Shortly after the Mounsey departed, the Otranto sunk. A few lucky men who were left behind made it to the coast of the Isle of Islay, Scotland. One hundred and seventy five dead bodies were washed ashore in the first few hours. The bodies were buried in temporary graves on the island along the side of the victims of the Tuscania. Nearly all of the bodies were re-interred in the United States or in Brookwood Cemetery, Surrey, England. The sinking of the Otranto was one of the largest maritime disasters of World War II. Four hundred thirty-one lives were lost. Three hundred sixty-nine of them were Americans. Of those, one hundred forty were native or adopted Georgians who trained at Fort Screven.
Most of the men who lost their lives were from eastern Georgia counties of Emanuel, Screven, Bulloch, Chatam, Richmond, Ware, and Burke, along with Berrien County of southwest Georgia. The people of Emanuel County suffered the heart breaking loss of a dozen men. They were Private Henry Allen, Private Ellie Broom, Private Mandle Collins, Private Hicks Durden, Private Carlton M. Hooks, Private Lester Hutchinson, Private James E. McNeely, Private Elisha T. Moseley, Private Neil Phillips, Private Will Roberts, Private Clifton Stewart, and Private Joe Williams. Privates John F. Roach of Wilkinson County and Lonnie Steptoe of Johnson County were also listed among the dead.
It took ten days for the news to reach Swainsboro. At first, only Carlton Hooks was reported lost at sea. Then the dreaded news came. One by one names were added to the list. There were other Emanuel County men aboard. Their parents and families worried about their fate. Sons of D.J. Edingfield and James M. Brown were reported to have been among those on board the Otranto, but thankfully did not appear on the casualty list.

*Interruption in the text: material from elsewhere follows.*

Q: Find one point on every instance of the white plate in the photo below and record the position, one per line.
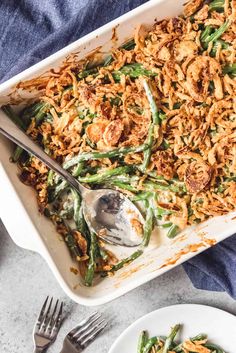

A letter arrived at the home of James Albert Bishop of Summertown just as the war ended on November 11th, 1918. Bishop's letter to his mother gave clues to the horror of what was described by some as the worst shipwreck of the war. Bishop reported that there were movie cameras filming the rescue scenes. He saw men being crushed by lifeboats and wreckage on the ship. Bishop told his mother that he just lashed himself to the ship and prayed. "I was ready to die, but the good Lord saved me," Bishop said.
The end of the "War to end all wars" was never enjoyed as much as it should have been in Emanuel County. Death is never a joy.